Marketers: What next? It’s a global question

By Kim Portrate, CEO - ThinkTV

If there’s any solace to be had right now it’s that marketers around the globe are being asked the same questions about how to manage the impact of COVID-19 and beyond. Aussie marketers don’t need to feel alone when planning the road to recovery. There’s plenty of available information to help.

Key points:

  • In its report ‘When others go quiet your voice gets louder’, the IPA shows that continuing to advertise can lead to brand growth and help firms recover when the downturn ends
  • To make the most of the opportunity, brands need to aim for a greater share of voice which doesn’t necessarily mean spending more
  • When it comes to how to advertise, the IPA suggests empathetic, humane creative works best.

No doubt you’ve had a tough couple of weeks trying to navigate a constantly shifting consumer landscape. With restrictions changing every day and consumer spending habits altering in tandem, it’s pretty hard to make head or tails of what to do.

If there’s any solace to be had, it’s that this is a global marketing issue and Aussie marketers shouldn’t feel alone when battling the tough questions.

Like me, you’ve probably been looking abroad for guidance in how to manage this evolving challenge. The UK’s Institute of Practitioners in Advertising (IPA) has been a source of true inspiration.

In its report ‘When others go quiet your voice gets louder’, the IPA makes a great point that although the recession bought on by CV-19 is unique, it doesn’t mean the recovery will be. We can look to past examples of economic downturn for how to prepare for the bounce back and the IPA does just that.

As brands and businesses seek out ways to balance the P&L, the temptation to cut advertising is understandable. But the data from past recessions tells us this is counter intuitive. Several studies support the theory that pulling back spend now will have a lasting impact on brand health as well as sales with Peter Field, the Godfather of effectiveness, noting it could take five years of increased spend to regain the ground lost.

At the heart of all this is share of voice with Field’s analysis of the IPA Effectiveness Databank finding brands with a share of category advertising spend greater than their market share saw much more growth in the years post-downturn than those that didn’t. But getting this extra share of voice doesn’t have to break the bank, particularly if your competitors have reduced or cut spend. By simply staying on air, you could soon find yourself commanding greater category share.

Of course, whether or not to keep advertising is only one challenge you’re having to work through. There’s also the concern of how you advertise. And this is where creative comes to the fore. Analysis by the IPA found creative is a key driver of effectiveness. Whether we’re in a crisis or not, emotive advertising has a distinct advantage over creative that doesn’t make your audience feel.
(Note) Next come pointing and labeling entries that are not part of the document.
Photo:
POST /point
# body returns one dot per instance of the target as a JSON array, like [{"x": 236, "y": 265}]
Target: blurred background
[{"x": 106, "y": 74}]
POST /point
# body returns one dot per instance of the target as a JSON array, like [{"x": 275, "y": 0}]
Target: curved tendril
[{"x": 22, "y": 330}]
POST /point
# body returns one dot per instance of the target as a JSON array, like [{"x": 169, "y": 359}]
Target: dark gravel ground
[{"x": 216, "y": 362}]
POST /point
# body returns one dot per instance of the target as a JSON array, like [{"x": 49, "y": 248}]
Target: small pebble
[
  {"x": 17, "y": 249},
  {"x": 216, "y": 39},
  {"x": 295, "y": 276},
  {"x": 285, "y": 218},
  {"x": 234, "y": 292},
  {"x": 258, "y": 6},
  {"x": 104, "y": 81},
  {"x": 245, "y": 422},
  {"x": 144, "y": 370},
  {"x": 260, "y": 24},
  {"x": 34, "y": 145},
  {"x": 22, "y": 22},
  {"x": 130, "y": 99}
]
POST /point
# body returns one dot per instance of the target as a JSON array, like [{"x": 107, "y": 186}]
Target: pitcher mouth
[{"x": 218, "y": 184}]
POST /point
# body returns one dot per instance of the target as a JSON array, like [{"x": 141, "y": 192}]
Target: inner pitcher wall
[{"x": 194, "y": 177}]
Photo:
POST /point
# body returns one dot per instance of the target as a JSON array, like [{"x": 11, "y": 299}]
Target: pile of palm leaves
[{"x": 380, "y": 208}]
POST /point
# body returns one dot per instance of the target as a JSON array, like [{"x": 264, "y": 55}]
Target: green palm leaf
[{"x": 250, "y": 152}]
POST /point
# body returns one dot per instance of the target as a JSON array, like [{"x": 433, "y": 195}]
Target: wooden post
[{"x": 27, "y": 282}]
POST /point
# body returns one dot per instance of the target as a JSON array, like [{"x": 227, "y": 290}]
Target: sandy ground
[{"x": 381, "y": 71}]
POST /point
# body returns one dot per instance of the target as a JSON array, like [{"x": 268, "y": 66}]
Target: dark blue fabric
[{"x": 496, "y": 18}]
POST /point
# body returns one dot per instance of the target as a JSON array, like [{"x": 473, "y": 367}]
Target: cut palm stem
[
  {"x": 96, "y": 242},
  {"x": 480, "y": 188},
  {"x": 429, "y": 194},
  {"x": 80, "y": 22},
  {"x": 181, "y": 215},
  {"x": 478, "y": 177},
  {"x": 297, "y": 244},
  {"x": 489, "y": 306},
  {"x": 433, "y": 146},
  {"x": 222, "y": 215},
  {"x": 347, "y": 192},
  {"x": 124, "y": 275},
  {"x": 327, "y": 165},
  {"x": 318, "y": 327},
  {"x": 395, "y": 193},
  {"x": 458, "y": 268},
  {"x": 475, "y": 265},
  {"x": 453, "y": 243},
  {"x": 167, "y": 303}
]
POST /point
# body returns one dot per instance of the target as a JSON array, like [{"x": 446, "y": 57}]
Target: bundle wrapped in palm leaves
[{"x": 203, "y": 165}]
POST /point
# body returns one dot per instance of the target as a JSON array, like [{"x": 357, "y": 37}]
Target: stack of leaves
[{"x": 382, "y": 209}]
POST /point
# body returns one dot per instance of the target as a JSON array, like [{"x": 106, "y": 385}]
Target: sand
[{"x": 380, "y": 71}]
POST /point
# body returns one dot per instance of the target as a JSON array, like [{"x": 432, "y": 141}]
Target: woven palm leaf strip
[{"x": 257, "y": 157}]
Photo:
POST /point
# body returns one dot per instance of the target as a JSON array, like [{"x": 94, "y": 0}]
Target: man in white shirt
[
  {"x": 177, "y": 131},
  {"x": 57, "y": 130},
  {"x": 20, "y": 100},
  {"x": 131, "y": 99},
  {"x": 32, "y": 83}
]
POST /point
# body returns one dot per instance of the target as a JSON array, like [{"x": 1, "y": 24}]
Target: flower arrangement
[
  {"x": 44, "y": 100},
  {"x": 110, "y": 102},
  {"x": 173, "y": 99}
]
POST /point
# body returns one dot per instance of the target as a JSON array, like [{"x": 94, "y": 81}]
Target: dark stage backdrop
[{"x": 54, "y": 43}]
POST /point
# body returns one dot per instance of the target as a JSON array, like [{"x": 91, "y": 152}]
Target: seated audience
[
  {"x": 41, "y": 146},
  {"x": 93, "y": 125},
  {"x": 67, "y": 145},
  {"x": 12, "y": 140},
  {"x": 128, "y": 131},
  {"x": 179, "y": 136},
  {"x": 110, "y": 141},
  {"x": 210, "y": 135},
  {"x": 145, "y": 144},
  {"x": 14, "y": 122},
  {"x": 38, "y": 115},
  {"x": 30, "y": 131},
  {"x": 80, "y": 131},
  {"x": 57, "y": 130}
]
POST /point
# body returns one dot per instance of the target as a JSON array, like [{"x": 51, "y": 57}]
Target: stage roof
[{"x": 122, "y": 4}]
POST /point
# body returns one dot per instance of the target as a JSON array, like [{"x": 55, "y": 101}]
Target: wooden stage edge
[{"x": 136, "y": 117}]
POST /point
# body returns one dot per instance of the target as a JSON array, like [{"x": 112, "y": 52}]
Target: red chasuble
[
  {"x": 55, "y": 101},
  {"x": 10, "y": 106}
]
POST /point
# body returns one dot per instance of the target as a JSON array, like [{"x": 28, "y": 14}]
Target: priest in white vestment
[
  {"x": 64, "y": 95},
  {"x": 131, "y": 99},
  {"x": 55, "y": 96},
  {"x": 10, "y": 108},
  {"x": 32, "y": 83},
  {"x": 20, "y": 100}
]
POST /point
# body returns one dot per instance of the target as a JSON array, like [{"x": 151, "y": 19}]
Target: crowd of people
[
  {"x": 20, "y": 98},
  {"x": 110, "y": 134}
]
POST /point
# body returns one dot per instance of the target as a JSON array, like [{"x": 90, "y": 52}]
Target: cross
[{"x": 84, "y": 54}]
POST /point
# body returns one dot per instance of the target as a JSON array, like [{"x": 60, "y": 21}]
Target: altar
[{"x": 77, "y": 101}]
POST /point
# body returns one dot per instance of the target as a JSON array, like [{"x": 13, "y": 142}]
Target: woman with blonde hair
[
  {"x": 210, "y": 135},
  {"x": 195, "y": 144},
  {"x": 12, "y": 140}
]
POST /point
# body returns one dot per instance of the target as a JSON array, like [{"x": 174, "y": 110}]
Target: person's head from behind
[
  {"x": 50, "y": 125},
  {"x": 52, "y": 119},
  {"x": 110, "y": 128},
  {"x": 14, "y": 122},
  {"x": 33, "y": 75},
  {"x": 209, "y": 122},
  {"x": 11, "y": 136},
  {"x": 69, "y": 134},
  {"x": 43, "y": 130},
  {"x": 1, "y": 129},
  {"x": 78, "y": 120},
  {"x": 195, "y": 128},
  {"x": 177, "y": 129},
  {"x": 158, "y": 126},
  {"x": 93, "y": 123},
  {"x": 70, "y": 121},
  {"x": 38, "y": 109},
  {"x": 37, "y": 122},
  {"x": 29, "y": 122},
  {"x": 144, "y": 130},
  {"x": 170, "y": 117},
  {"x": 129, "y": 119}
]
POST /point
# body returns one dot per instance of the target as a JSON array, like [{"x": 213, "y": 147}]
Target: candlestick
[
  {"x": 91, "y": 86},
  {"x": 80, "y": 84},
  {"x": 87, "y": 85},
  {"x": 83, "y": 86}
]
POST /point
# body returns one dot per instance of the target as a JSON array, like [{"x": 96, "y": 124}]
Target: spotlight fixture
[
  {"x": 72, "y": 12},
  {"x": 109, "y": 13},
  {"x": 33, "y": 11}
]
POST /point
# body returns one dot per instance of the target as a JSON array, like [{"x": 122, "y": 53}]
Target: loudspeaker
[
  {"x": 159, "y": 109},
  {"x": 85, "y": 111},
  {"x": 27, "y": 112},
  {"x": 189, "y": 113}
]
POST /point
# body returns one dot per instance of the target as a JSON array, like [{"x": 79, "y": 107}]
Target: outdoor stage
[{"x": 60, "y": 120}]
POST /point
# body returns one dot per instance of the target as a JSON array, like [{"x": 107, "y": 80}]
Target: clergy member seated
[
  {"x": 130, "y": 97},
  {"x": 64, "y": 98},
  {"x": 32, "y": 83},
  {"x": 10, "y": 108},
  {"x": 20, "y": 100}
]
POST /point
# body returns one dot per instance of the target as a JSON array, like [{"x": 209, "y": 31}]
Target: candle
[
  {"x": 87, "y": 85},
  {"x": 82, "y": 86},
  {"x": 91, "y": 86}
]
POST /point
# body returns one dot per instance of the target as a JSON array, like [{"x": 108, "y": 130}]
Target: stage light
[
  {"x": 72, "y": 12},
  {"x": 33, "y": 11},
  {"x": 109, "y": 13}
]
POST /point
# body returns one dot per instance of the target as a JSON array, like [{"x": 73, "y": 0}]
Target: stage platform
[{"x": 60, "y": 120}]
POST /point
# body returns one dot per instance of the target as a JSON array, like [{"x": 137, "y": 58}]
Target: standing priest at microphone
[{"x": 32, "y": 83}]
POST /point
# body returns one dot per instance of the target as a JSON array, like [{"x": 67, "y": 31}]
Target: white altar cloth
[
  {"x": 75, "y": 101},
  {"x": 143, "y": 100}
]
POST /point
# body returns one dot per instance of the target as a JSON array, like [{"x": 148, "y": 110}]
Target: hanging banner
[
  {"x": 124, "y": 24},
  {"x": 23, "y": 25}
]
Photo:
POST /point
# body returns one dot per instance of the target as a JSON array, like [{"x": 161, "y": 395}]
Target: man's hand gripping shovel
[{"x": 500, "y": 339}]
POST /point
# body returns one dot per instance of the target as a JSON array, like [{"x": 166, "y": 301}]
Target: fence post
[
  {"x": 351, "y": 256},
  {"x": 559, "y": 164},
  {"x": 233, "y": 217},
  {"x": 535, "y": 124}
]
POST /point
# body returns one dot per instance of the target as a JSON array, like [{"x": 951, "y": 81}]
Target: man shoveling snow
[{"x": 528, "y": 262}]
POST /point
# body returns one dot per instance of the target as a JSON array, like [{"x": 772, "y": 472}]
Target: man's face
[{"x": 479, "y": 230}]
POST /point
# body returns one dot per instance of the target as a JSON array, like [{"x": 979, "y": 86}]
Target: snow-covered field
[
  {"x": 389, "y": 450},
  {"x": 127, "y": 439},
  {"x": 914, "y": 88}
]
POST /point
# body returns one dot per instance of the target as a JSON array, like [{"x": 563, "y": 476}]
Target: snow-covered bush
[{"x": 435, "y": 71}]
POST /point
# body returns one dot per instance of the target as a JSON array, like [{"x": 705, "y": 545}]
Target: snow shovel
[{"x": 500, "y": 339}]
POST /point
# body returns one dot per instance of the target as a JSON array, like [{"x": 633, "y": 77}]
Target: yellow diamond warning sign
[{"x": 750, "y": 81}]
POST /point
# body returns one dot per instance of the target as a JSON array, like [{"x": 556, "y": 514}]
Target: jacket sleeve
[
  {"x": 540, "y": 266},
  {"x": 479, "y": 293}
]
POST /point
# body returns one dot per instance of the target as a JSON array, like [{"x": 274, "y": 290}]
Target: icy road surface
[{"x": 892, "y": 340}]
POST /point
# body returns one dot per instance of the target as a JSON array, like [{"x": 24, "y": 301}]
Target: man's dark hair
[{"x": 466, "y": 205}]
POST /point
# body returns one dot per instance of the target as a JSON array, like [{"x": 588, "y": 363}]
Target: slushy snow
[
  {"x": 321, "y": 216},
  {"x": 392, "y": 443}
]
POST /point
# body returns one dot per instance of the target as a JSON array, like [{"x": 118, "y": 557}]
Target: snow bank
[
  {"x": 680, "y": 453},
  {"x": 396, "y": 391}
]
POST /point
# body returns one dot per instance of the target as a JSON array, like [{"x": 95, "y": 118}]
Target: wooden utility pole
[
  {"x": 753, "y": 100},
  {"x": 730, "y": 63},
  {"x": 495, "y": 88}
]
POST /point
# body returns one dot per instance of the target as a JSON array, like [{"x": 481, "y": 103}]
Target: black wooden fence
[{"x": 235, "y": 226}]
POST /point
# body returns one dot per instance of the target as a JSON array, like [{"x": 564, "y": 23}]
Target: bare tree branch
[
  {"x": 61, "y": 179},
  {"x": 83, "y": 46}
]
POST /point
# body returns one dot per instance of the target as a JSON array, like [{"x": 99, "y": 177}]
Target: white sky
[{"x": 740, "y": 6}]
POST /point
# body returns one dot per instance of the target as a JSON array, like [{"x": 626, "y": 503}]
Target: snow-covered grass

Yet in the 2008-2009 slump, UK brands that tapped into nostalgia were able to triumph, even in categories where competition for share of voice remained.

There’s a lot to consider and I understand it’s a difficult time for a lot of people. I do believe advertising is a business lever that can have a positive impact on an organisation's financial health. And if you are going to spend money advertising, make sure you’re getting the absolute best bang for your buck.

What do you think?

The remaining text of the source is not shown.